Silversun Pickups Thinking Big On Second Album
“Some guitar magazine said about us, ‘They’re pretty cool, but they’re too dreamy for me.’ We were pretty proud of how we smeared things. Even vocally, you might think I’m a girl sometimes. On this record, we went for that times five.”
That’s how Silversun Pickups frontman Brian Aubert describes “Swoon,” the follow-up to the Los Angeles band’s 2006 Dangerbird breakthrough, “Carnavas.” The album is expected out by late spring.
“There isn’t a single song on here that would’ve made sense on ‘Carnavas.’ That album was in-your-face. To me, it’s a little naive. I really like that about it. But this one is almost bizarrely big. Every song is that much more complicated.”
Look for tracks like “The Royal We,” “Panic Switch,” “Broken Bottles,” “Growing Old Is Getting Old” and “There’s No Secrets This Year,” plus a 16-piece string section including members of the Section Quartet on select cuts.
Aubert points to “Broken Bottles” as an example of a song that underwent complete transformation from its original version.
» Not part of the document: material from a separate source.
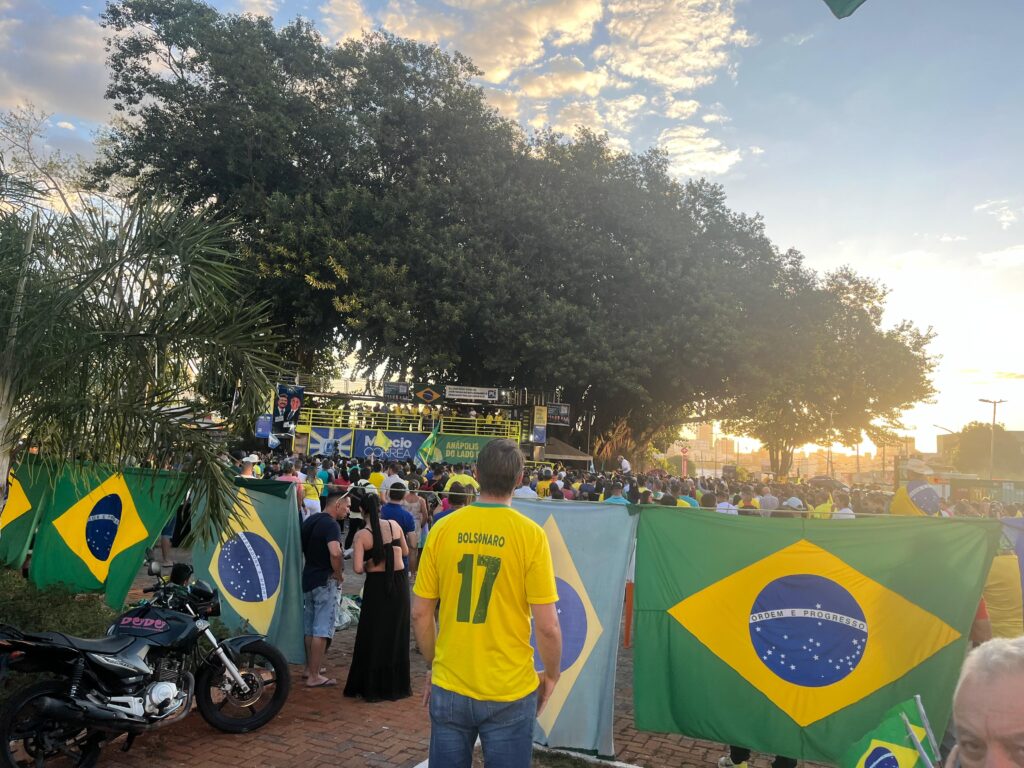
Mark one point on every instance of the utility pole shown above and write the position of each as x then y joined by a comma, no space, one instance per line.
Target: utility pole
991,442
“When we first started writing it, it went in so many directions,” he says. “It got quiet, then loud. It had like seven parts. It made sense at the time. Even the producer was excited. As we wrote more songs, every time we’d come back to it, it was just terrible. It’s all over the place. It felt a little pedestrian. In hour 11 before we went in, I took it home and tore it apart. It’s much smaller and much tighter. We kept the one part we liked and wrote something around it.
As for the string section, Aubert admits Silversun Pickups are “not really a ballad band, but there’s some slow songs with strings.” Two other rockers have strings as well, including “The Royal We,” which Aubert says is “truly insane. The strings add this big, fat layer.”
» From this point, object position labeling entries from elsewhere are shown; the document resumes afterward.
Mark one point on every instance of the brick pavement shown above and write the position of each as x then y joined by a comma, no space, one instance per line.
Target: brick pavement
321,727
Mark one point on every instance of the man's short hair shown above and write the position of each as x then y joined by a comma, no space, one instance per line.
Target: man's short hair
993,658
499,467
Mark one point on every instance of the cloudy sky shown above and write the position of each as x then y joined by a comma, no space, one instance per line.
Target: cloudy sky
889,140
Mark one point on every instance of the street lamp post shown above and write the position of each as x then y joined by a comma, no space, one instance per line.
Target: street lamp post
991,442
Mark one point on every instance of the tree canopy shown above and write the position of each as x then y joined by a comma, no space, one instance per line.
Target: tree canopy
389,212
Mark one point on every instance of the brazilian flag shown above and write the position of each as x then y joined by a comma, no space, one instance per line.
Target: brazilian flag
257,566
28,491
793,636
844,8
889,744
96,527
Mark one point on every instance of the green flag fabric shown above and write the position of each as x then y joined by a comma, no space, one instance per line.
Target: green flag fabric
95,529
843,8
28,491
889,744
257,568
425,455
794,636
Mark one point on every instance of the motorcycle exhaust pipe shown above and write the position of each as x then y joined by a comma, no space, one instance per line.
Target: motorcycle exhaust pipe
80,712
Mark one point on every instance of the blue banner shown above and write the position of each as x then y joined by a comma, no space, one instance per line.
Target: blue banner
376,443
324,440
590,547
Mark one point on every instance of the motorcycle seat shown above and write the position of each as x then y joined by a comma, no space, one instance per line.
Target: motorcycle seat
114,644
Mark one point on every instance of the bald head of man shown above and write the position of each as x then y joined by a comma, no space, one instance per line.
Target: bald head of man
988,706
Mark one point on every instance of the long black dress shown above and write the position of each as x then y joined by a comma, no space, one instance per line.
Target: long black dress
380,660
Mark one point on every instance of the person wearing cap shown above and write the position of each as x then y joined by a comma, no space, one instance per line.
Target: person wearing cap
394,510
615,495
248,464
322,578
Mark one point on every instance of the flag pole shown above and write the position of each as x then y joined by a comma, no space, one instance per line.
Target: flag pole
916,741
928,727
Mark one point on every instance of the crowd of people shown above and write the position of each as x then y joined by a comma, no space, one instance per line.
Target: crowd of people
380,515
Aubert says he and his bandmates are still a bit blown away by the success they’ve experienced with “Carnavas” and its rock radio hit single “Lazy Eye,” which has sold nearly 400,000 downloads.
“It’s still weird to hear it in an airport in Oklahoma,” he says. “We hear it out places and at bars. One time at a bar here in L.A., I was with [keyboardist[ Joe [Lester] and some song was on and he was like, ‘Who is this?’ I was like, ‘That’s you and me, man!'”
The group will return to the road later this year, but for now the lone confirmed appearance is at Coachella in mid-April.